There were times he needed me to type things for him—things he would’ve otherwise labored over by two-finger typing. (I once saw the smile slide off his face when, joking about the spectacle of his 6-foot-1 and medium built frame typing, I said he looked like Tyrannosaurus Rex idly clacking away at a keyboard.)

Understanding how he tried to hide his vulnerabilities, I didn’t show him the essay because I didn’t want a lecture on what was wrong with it or what he would’ve done differently. And he wouldn’t have seen it if what my mom told me hadn’t left me in disbelief.

(PHOTO: Courtesy)

At the time of our conversation, I was looking for full-time work, after being laid off as a staff writer for a black newspaper in Baltimore. In between working a few art gigs and applying to job postings, I worked for my dad, who’s a self-employed master electrician/electrical contractor.
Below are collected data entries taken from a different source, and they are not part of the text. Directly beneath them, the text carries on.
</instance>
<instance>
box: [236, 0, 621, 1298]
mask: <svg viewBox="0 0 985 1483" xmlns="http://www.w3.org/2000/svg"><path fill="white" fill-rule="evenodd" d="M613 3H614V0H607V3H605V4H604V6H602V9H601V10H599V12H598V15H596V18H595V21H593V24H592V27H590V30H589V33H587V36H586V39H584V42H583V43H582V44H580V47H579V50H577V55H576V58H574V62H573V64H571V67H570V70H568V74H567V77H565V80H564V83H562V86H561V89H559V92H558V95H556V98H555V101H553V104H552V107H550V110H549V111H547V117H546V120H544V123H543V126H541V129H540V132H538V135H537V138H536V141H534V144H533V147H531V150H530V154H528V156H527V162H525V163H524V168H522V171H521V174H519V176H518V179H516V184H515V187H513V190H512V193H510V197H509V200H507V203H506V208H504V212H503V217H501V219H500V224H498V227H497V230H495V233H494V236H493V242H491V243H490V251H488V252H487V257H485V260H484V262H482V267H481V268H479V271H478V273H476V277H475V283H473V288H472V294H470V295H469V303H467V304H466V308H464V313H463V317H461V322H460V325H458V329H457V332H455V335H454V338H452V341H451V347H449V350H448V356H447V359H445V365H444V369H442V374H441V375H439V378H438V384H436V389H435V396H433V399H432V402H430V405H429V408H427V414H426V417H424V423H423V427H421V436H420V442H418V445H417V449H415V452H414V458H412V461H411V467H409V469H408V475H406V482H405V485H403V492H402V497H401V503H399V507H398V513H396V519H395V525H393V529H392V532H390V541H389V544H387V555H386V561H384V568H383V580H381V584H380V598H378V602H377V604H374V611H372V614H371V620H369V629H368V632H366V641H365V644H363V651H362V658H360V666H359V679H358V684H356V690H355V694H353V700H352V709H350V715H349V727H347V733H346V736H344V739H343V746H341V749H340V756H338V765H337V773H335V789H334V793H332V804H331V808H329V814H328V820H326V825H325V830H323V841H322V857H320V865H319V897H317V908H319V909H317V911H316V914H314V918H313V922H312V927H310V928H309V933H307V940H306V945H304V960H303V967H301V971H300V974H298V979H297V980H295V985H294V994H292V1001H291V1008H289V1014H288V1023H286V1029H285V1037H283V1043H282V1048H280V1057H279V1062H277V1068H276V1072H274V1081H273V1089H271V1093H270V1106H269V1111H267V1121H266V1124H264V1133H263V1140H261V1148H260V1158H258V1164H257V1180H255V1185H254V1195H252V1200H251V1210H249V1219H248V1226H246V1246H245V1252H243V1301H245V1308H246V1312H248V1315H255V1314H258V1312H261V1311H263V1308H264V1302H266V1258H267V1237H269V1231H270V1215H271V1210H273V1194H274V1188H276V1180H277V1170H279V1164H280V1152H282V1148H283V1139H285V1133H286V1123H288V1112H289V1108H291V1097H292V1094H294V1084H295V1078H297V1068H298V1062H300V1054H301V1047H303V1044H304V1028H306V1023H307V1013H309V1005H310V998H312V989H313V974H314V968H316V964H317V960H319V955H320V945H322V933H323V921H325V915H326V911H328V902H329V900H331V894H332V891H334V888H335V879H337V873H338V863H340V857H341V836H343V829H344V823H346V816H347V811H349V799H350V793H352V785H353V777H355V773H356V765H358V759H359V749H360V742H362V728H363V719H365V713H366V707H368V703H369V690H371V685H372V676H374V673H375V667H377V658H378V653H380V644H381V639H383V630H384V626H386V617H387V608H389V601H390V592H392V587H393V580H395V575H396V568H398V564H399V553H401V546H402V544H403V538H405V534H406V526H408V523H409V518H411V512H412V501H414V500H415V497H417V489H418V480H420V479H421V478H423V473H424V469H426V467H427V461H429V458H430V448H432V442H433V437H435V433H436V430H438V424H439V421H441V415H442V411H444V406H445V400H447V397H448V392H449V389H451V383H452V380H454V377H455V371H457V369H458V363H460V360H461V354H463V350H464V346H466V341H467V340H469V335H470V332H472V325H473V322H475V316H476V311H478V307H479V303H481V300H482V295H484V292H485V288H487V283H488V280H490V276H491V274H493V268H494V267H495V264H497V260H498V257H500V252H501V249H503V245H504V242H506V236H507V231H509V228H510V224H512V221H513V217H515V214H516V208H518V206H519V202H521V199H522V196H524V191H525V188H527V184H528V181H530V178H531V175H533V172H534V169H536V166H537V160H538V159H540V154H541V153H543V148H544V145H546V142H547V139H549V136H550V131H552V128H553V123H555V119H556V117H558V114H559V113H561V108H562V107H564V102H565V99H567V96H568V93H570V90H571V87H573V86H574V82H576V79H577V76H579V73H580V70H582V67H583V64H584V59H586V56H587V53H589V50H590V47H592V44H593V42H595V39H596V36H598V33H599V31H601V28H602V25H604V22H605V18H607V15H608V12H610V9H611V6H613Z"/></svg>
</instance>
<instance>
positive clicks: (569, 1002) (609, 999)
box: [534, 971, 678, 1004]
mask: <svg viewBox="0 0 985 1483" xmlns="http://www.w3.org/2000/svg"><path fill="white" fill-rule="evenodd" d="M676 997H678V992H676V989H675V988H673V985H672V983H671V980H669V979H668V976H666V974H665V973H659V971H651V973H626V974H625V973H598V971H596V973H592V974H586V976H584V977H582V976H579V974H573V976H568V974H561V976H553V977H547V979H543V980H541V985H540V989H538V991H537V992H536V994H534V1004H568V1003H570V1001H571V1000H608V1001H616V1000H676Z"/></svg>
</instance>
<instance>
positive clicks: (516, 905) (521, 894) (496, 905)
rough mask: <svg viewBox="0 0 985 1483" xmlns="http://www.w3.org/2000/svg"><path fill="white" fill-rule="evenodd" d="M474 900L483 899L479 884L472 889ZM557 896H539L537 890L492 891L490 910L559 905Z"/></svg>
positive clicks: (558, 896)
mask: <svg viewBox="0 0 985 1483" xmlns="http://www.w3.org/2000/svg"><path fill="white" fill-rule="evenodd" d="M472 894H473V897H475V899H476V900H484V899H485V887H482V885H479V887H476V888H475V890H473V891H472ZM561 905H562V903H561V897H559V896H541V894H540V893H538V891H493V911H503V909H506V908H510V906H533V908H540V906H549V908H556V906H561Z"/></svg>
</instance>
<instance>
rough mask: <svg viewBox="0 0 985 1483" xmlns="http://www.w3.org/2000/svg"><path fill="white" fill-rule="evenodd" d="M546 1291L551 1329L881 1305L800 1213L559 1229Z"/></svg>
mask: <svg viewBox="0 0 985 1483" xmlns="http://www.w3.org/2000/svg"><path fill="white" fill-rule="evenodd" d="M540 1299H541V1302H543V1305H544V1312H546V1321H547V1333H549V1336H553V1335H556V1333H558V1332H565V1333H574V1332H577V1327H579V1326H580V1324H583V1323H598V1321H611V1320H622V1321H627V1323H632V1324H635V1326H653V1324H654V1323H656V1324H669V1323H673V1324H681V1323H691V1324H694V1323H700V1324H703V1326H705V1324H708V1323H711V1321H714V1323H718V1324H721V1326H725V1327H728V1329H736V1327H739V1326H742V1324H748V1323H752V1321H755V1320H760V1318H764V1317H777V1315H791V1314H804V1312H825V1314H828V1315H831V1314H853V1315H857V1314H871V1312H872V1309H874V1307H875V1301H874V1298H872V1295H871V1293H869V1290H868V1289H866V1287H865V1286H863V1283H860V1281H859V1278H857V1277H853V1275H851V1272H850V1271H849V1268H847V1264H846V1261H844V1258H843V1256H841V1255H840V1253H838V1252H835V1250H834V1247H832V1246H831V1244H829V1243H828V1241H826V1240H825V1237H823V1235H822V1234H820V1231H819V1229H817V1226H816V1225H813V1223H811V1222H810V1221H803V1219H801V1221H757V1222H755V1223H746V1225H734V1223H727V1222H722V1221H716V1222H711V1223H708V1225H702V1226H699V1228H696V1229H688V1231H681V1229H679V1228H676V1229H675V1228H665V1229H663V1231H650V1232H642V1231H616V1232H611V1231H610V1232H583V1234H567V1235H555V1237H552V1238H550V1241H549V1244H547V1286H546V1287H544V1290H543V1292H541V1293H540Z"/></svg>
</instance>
Over the phone, I told my mom about an opportunity to teach creative writing. After telling me how happy she was, I told her how I thought dad looked down on what I did as a writer. To that she said, “You know your father thought you looked down on what he does for a living.” I almost got emotional when mom told me, “He’s always been proud of you.”

That’s when I decided it was time to show him. That night, I emailed him the essay with a short note. He called right away and, as usual, talked about everything but the essay. And try as he might have, he couldn’t veil the man under the armor, of whom I got another glimpse when his voice got shaky.

4 thoughts on “The Perfect Recession-Proof Gift (a Father’s Day post)

  1. I really enjoyed this post, Alan. It’s cool how you keep learning more and more about your father. Your mom sounds wonderful too.